Eccomi di ritorno! La mia mente malata ha ancora prodotto!

Certo che tu coi titoli proprio non ce la puoi fare! ndTutti

Scusate, ma non è colpa mia se sono le canzoni ad ispirarmi!!

 

Questa volta vi propongo una storia in prima persona… è un esperimento ^^ Siate clementi!

 

Buon divertimento!

Sihaya

 

Slam Dunk appartiene a Takehiko Inoue

Time is Running Out appartiene ai Muse

 

* * *

 

PROLOGO

 

«Lasciami in pace stronzo!», sibilo fra i denti all’idiota che mi stringe il polso.
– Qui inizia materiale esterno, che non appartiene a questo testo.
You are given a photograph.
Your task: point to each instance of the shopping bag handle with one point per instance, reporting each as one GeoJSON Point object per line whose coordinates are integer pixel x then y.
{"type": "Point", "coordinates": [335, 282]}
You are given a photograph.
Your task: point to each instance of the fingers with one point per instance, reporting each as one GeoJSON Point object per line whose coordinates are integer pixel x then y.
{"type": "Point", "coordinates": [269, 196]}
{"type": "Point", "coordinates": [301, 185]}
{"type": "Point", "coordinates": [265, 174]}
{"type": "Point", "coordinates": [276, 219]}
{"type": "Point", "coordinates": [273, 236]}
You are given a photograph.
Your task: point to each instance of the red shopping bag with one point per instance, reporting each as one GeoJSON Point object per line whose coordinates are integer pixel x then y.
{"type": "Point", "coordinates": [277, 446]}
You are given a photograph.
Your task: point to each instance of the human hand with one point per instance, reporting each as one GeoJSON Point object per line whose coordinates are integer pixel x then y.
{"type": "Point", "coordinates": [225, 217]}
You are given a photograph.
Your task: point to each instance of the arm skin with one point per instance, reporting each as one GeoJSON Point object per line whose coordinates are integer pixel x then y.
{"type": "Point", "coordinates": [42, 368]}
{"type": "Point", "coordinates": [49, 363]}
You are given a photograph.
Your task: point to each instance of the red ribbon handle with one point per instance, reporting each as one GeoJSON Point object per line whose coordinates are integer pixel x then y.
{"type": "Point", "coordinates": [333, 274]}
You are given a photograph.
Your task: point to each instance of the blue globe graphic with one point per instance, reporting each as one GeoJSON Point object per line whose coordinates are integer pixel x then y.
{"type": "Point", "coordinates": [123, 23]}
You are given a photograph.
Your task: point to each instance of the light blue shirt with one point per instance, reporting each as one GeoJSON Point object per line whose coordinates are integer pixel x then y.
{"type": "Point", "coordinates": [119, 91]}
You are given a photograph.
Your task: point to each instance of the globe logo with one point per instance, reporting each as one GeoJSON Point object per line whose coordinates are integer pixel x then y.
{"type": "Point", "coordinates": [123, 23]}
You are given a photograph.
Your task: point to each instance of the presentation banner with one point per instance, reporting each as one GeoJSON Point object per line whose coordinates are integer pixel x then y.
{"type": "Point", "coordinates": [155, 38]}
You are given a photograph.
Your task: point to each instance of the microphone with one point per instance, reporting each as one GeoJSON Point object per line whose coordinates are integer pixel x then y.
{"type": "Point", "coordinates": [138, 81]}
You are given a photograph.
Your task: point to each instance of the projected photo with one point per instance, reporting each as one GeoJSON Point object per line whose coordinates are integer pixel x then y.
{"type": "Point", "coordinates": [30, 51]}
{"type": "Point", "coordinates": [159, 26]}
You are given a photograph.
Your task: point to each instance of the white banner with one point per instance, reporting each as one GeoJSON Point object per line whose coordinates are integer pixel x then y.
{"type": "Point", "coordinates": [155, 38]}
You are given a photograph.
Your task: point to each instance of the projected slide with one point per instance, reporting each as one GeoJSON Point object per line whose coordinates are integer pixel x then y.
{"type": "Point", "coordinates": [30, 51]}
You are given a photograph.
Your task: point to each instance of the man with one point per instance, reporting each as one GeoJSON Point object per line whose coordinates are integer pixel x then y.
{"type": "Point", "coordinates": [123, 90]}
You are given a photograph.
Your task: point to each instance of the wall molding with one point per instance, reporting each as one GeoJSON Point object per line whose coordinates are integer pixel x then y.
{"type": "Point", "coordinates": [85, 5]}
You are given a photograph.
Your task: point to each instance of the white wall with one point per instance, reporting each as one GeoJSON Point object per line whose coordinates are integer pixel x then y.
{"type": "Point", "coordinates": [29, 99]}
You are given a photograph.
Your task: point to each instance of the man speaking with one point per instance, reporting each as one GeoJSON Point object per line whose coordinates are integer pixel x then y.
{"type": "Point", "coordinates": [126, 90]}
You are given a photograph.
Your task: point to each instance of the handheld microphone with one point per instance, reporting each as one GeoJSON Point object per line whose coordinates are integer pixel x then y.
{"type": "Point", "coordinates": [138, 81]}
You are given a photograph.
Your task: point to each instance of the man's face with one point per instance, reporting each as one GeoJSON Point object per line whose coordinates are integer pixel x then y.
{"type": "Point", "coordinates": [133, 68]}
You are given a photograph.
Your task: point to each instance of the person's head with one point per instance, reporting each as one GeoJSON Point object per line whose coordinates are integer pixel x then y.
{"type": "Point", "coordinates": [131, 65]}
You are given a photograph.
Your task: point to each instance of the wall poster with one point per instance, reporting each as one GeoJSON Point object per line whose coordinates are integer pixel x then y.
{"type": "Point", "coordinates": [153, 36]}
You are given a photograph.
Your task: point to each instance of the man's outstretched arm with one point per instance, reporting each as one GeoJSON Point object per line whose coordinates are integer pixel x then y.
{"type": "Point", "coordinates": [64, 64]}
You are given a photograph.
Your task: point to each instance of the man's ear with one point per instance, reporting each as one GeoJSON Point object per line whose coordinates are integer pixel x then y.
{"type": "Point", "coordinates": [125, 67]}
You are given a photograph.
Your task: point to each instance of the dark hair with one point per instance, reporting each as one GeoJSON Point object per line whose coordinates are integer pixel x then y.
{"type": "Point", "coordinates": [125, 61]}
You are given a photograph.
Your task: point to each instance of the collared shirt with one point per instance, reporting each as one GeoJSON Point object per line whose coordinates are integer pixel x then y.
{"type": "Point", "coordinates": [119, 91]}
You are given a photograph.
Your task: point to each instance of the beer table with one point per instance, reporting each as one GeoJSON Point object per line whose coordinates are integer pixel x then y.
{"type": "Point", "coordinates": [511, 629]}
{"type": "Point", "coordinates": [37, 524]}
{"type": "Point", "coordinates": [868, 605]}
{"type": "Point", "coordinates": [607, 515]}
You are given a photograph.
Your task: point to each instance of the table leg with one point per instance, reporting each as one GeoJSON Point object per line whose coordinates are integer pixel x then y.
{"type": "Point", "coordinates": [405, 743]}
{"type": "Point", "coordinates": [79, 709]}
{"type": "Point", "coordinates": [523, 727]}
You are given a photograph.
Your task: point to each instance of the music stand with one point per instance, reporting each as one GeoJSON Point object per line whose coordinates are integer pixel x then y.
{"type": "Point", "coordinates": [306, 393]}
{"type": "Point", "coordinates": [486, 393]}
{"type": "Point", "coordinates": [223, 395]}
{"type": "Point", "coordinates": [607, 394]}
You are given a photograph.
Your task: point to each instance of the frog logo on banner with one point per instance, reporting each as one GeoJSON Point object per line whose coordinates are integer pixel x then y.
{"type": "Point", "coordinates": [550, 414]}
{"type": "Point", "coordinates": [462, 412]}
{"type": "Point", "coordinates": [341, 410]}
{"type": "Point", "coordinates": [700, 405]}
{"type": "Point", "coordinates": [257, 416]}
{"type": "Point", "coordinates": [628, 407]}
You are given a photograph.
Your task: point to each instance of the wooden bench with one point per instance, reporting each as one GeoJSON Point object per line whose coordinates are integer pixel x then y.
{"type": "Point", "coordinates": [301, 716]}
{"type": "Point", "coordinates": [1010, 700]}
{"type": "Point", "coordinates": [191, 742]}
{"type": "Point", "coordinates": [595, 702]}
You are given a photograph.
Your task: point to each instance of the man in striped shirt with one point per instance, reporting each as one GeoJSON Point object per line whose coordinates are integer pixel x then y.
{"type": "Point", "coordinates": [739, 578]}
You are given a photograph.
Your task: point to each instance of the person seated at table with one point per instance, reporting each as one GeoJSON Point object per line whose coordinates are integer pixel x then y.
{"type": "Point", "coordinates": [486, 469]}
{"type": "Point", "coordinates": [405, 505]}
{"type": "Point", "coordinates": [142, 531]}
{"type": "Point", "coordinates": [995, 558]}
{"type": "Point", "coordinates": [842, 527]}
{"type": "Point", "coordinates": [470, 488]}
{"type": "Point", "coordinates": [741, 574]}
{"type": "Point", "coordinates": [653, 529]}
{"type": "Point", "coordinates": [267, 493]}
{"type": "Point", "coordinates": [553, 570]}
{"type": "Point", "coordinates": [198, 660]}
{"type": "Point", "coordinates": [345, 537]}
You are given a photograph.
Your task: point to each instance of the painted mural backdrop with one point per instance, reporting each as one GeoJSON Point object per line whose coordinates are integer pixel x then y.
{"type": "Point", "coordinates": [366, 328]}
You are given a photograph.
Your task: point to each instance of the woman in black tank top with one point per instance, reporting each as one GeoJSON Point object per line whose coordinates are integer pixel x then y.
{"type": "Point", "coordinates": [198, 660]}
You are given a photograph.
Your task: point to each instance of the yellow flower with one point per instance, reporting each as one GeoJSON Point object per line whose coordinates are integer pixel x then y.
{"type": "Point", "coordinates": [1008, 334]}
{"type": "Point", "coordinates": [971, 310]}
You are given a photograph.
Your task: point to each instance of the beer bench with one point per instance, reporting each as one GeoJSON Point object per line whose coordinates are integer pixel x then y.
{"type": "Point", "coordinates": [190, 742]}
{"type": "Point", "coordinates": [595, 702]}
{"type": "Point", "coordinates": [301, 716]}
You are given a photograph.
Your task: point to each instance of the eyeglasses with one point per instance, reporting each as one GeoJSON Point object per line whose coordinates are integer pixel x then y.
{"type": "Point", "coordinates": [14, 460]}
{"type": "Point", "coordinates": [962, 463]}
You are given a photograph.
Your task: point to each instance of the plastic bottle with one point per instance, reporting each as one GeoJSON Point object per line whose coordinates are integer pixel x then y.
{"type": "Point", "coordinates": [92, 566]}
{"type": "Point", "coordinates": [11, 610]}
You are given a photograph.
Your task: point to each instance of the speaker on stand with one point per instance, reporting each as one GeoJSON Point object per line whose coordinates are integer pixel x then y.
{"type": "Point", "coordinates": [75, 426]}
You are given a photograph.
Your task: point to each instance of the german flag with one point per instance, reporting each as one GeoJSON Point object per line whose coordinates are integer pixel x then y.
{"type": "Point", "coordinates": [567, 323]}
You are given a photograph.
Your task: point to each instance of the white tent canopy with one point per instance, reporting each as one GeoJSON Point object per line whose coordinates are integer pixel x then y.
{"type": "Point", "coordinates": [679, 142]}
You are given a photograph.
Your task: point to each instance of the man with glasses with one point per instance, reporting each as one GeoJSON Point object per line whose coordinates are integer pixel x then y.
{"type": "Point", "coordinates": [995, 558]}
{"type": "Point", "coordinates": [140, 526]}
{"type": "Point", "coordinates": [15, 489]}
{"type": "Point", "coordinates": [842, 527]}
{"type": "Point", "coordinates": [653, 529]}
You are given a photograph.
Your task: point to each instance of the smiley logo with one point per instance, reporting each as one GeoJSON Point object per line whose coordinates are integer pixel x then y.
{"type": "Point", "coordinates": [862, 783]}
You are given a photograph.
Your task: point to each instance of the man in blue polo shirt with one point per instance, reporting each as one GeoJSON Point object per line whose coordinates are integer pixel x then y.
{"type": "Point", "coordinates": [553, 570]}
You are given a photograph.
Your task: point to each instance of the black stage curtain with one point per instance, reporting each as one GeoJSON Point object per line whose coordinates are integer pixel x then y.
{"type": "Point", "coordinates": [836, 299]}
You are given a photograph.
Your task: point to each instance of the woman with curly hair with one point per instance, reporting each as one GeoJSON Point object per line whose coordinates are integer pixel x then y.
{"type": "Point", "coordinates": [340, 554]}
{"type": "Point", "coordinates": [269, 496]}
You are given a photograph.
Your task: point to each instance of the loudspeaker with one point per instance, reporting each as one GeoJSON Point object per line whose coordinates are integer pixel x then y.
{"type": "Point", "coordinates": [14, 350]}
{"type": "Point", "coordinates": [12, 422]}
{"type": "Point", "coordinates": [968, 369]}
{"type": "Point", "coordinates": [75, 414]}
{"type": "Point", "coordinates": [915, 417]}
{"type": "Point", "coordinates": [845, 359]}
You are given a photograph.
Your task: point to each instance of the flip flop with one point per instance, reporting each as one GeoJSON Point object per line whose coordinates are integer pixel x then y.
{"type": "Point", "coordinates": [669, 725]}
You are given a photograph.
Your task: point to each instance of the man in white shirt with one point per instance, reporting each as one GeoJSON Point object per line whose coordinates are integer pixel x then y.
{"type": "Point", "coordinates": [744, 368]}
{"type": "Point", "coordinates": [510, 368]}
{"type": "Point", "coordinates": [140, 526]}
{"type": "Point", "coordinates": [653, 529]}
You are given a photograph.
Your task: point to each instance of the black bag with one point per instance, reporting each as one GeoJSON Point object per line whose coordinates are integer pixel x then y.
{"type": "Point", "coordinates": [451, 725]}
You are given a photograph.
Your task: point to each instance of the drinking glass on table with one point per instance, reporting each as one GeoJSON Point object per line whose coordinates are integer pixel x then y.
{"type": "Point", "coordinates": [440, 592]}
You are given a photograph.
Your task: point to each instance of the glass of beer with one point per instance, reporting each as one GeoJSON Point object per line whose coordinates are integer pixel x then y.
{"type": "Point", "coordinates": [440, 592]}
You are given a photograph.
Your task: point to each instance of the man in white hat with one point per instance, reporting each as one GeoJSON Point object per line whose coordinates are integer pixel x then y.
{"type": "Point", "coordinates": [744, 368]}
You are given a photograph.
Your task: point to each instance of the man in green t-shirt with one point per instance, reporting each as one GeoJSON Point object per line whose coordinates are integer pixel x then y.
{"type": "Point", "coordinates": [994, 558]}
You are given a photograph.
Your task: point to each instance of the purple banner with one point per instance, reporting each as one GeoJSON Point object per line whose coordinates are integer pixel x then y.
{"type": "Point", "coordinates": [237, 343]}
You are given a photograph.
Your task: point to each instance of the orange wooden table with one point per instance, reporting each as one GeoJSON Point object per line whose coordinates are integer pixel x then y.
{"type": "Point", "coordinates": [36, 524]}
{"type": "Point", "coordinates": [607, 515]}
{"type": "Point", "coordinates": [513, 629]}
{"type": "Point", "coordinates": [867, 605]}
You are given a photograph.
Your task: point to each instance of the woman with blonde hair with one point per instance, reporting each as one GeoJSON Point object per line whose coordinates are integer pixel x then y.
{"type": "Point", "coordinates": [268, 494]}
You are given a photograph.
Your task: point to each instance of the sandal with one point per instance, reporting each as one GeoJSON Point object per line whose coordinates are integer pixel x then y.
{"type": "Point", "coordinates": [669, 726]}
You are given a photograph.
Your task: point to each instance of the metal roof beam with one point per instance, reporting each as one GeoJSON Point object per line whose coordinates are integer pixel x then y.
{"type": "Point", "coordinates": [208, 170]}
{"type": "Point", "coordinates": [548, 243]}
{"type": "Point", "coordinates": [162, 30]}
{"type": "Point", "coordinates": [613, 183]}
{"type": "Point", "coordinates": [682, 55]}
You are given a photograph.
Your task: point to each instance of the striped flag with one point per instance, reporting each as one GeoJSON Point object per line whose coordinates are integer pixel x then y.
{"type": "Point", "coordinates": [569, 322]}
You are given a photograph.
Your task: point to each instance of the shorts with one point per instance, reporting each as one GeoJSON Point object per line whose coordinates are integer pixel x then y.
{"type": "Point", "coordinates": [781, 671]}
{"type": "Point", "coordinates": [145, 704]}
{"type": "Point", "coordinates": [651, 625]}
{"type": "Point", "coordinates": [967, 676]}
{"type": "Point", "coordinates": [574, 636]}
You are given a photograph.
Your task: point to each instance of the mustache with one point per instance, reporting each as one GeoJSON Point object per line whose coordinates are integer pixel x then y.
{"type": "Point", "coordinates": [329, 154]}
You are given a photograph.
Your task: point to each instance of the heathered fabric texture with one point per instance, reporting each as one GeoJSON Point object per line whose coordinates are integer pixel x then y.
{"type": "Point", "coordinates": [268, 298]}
Detesto questo genere di ragazzi, figli di papà che si trastullano con quella misera parte di mondo che giace ai loro piedi, e non credono in nulla se non in sé stessi. La loro arroganza mi disgusta e mi impietosisce allo stesso tempo. Mi libero dalla stretta del bamboccio che mi sta di fronte e gli giro le spalle, scuotendo i miei lunghi capelli biondi.

 

«Con certa gente bisogna saperci fare!», sento parlare alle mie spalle un amico saccente, «quella è una stronzetta di prima riga!», commenta.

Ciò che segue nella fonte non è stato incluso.